If performance is not the most important issue, the following would be a general-purpose tokenizer for your input format. Whether this is a feasible solution depends of course on what you actually want to do with the input.
#include <fstream>
#include <iostream>
#include <sstream>
#include <string>
static void handle_number_string(std::string& literal) {
if (!literal.empty()) {
std::istringstream iss {literal};
int value;
if (iss >> value) {
std::clog << "<" << value << ">";
} else {
// TODO: Handle malformed integer literal
}
literal.clear();
}
}
int main(int argc, char** argv) {
for (int i = 1; i < argc; i++) {
std::string aux;
std::ifstream istr {argv[i]};
std::clog << argv[i] << ": ";
while (istr.good()) {
const int next = istr.get();
switch (next) {
case ' ':
handle_number_string(aux);
std::clog << "<SPC>";
break;
case '\n':
handle_number_string(aux);
std::clog << "<EOL>";
break;
default:
aux.push_back(next);
}
}
// Handle case that the last line was not terminated with '\n'.

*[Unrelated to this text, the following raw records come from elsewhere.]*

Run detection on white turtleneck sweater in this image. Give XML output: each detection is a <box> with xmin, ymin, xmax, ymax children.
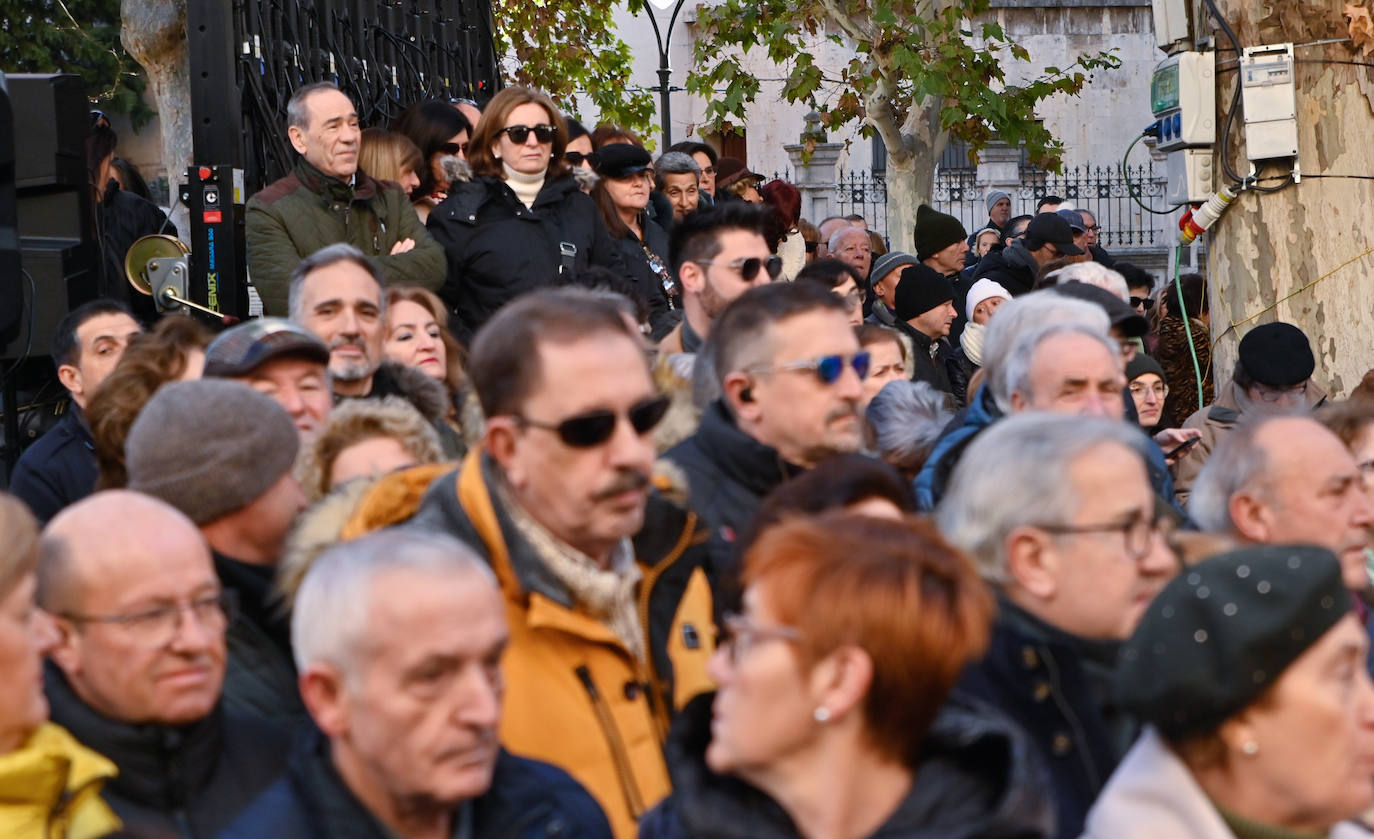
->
<box><xmin>503</xmin><ymin>163</ymin><xmax>545</xmax><ymax>209</ymax></box>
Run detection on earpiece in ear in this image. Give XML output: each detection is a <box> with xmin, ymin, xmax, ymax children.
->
<box><xmin>739</xmin><ymin>387</ymin><xmax>753</xmax><ymax>403</ymax></box>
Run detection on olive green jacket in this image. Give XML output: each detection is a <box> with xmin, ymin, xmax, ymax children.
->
<box><xmin>245</xmin><ymin>158</ymin><xmax>444</xmax><ymax>315</ymax></box>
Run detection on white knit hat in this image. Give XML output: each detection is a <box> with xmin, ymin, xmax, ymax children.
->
<box><xmin>965</xmin><ymin>278</ymin><xmax>1013</xmax><ymax>318</ymax></box>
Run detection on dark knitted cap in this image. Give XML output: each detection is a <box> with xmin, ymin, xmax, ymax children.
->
<box><xmin>1117</xmin><ymin>544</ymin><xmax>1349</xmax><ymax>741</ymax></box>
<box><xmin>126</xmin><ymin>380</ymin><xmax>301</xmax><ymax>524</ymax></box>
<box><xmin>913</xmin><ymin>204</ymin><xmax>968</xmax><ymax>261</ymax></box>
<box><xmin>1126</xmin><ymin>353</ymin><xmax>1166</xmax><ymax>383</ymax></box>
<box><xmin>894</xmin><ymin>263</ymin><xmax>955</xmax><ymax>320</ymax></box>
<box><xmin>1238</xmin><ymin>322</ymin><xmax>1315</xmax><ymax>388</ymax></box>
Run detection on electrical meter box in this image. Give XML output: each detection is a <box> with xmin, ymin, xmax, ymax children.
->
<box><xmin>1152</xmin><ymin>0</ymin><xmax>1192</xmax><ymax>52</ymax></box>
<box><xmin>1165</xmin><ymin>147</ymin><xmax>1215</xmax><ymax>205</ymax></box>
<box><xmin>1152</xmin><ymin>51</ymin><xmax>1215</xmax><ymax>151</ymax></box>
<box><xmin>1241</xmin><ymin>44</ymin><xmax>1298</xmax><ymax>160</ymax></box>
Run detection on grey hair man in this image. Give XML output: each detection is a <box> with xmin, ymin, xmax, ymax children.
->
<box><xmin>827</xmin><ymin>225</ymin><xmax>872</xmax><ymax>281</ymax></box>
<box><xmin>998</xmin><ymin>321</ymin><xmax>1126</xmax><ymax>420</ymax></box>
<box><xmin>939</xmin><ymin>412</ymin><xmax>1177</xmax><ymax>837</ymax></box>
<box><xmin>655</xmin><ymin>151</ymin><xmax>702</xmax><ymax>222</ymax></box>
<box><xmin>246</xmin><ymin>82</ymin><xmax>444</xmax><ymax>316</ymax></box>
<box><xmin>222</xmin><ymin>529</ymin><xmax>611</xmax><ymax>839</ymax></box>
<box><xmin>38</xmin><ymin>491</ymin><xmax>288</xmax><ymax>837</ymax></box>
<box><xmin>1190</xmin><ymin>415</ymin><xmax>1374</xmax><ymax>593</ymax></box>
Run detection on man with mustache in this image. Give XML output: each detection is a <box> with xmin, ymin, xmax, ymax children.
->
<box><xmin>289</xmin><ymin>243</ymin><xmax>457</xmax><ymax>450</ymax></box>
<box><xmin>663</xmin><ymin>281</ymin><xmax>869</xmax><ymax>549</ymax></box>
<box><xmin>37</xmin><ymin>491</ymin><xmax>289</xmax><ymax>838</ymax></box>
<box><xmin>246</xmin><ymin>81</ymin><xmax>444</xmax><ymax>317</ymax></box>
<box><xmin>221</xmin><ymin>530</ymin><xmax>612</xmax><ymax>839</ymax></box>
<box><xmin>406</xmin><ymin>288</ymin><xmax>717</xmax><ymax>838</ymax></box>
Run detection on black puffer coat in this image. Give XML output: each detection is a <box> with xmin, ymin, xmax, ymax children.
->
<box><xmin>427</xmin><ymin>174</ymin><xmax>629</xmax><ymax>344</ymax></box>
<box><xmin>639</xmin><ymin>692</ymin><xmax>1054</xmax><ymax>839</ymax></box>
<box><xmin>612</xmin><ymin>215</ymin><xmax>678</xmax><ymax>338</ymax></box>
<box><xmin>45</xmin><ymin>664</ymin><xmax>289</xmax><ymax>839</ymax></box>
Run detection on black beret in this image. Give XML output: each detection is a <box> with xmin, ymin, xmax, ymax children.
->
<box><xmin>593</xmin><ymin>143</ymin><xmax>653</xmax><ymax>180</ymax></box>
<box><xmin>913</xmin><ymin>204</ymin><xmax>968</xmax><ymax>261</ymax></box>
<box><xmin>894</xmin><ymin>263</ymin><xmax>955</xmax><ymax>321</ymax></box>
<box><xmin>1237</xmin><ymin>322</ymin><xmax>1314</xmax><ymax>388</ymax></box>
<box><xmin>1116</xmin><ymin>544</ymin><xmax>1350</xmax><ymax>741</ymax></box>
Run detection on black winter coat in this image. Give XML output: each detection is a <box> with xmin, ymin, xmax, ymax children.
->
<box><xmin>213</xmin><ymin>553</ymin><xmax>305</xmax><ymax>730</ymax></box>
<box><xmin>896</xmin><ymin>322</ymin><xmax>959</xmax><ymax>405</ymax></box>
<box><xmin>99</xmin><ymin>186</ymin><xmax>177</xmax><ymax>323</ymax></box>
<box><xmin>661</xmin><ymin>400</ymin><xmax>804</xmax><ymax>553</ymax></box>
<box><xmin>638</xmin><ymin>692</ymin><xmax>1054</xmax><ymax>839</ymax></box>
<box><xmin>955</xmin><ymin>598</ymin><xmax>1135</xmax><ymax>839</ymax></box>
<box><xmin>428</xmin><ymin>174</ymin><xmax>629</xmax><ymax>344</ymax></box>
<box><xmin>970</xmin><ymin>243</ymin><xmax>1038</xmax><ymax>297</ymax></box>
<box><xmin>46</xmin><ymin>664</ymin><xmax>289</xmax><ymax>839</ymax></box>
<box><xmin>219</xmin><ymin>728</ymin><xmax>612</xmax><ymax>839</ymax></box>
<box><xmin>8</xmin><ymin>406</ymin><xmax>97</xmax><ymax>524</ymax></box>
<box><xmin>612</xmin><ymin>215</ymin><xmax>678</xmax><ymax>337</ymax></box>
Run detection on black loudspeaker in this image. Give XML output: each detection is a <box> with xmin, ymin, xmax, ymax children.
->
<box><xmin>0</xmin><ymin>74</ymin><xmax>20</xmax><ymax>342</ymax></box>
<box><xmin>1</xmin><ymin>73</ymin><xmax>96</xmax><ymax>361</ymax></box>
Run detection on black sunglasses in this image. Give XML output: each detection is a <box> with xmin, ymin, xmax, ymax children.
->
<box><xmin>696</xmin><ymin>255</ymin><xmax>784</xmax><ymax>282</ymax></box>
<box><xmin>565</xmin><ymin>151</ymin><xmax>600</xmax><ymax>167</ymax></box>
<box><xmin>1129</xmin><ymin>296</ymin><xmax>1155</xmax><ymax>310</ymax></box>
<box><xmin>516</xmin><ymin>395</ymin><xmax>671</xmax><ymax>448</ymax></box>
<box><xmin>440</xmin><ymin>141</ymin><xmax>467</xmax><ymax>156</ymax></box>
<box><xmin>499</xmin><ymin>124</ymin><xmax>557</xmax><ymax>145</ymax></box>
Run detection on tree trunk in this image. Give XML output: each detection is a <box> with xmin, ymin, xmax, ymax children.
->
<box><xmin>1208</xmin><ymin>0</ymin><xmax>1374</xmax><ymax>397</ymax></box>
<box><xmin>121</xmin><ymin>0</ymin><xmax>191</xmax><ymax>239</ymax></box>
<box><xmin>879</xmin><ymin>96</ymin><xmax>942</xmax><ymax>253</ymax></box>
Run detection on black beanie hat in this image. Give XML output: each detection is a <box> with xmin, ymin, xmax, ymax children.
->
<box><xmin>913</xmin><ymin>204</ymin><xmax>968</xmax><ymax>262</ymax></box>
<box><xmin>894</xmin><ymin>263</ymin><xmax>955</xmax><ymax>321</ymax></box>
<box><xmin>1237</xmin><ymin>322</ymin><xmax>1315</xmax><ymax>388</ymax></box>
<box><xmin>1125</xmin><ymin>353</ymin><xmax>1166</xmax><ymax>383</ymax></box>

handle_number_string(aux);
std::clog << std::endl;
}
return 0;
}
Addendum: I'd only do this if I absolutely had to. Handling all possibilities (multiple spaces, non-breaking spaces, tabs, \r\n
,…) correctly will be a lot of work. If what you actually want to handle are the logical tokens field separator and end of line, manually parsing whitespace seems to be the wrong way to go. It would be sad if your program crashes just because a user has justified the columns in the input file (thus using a variable number of spaces).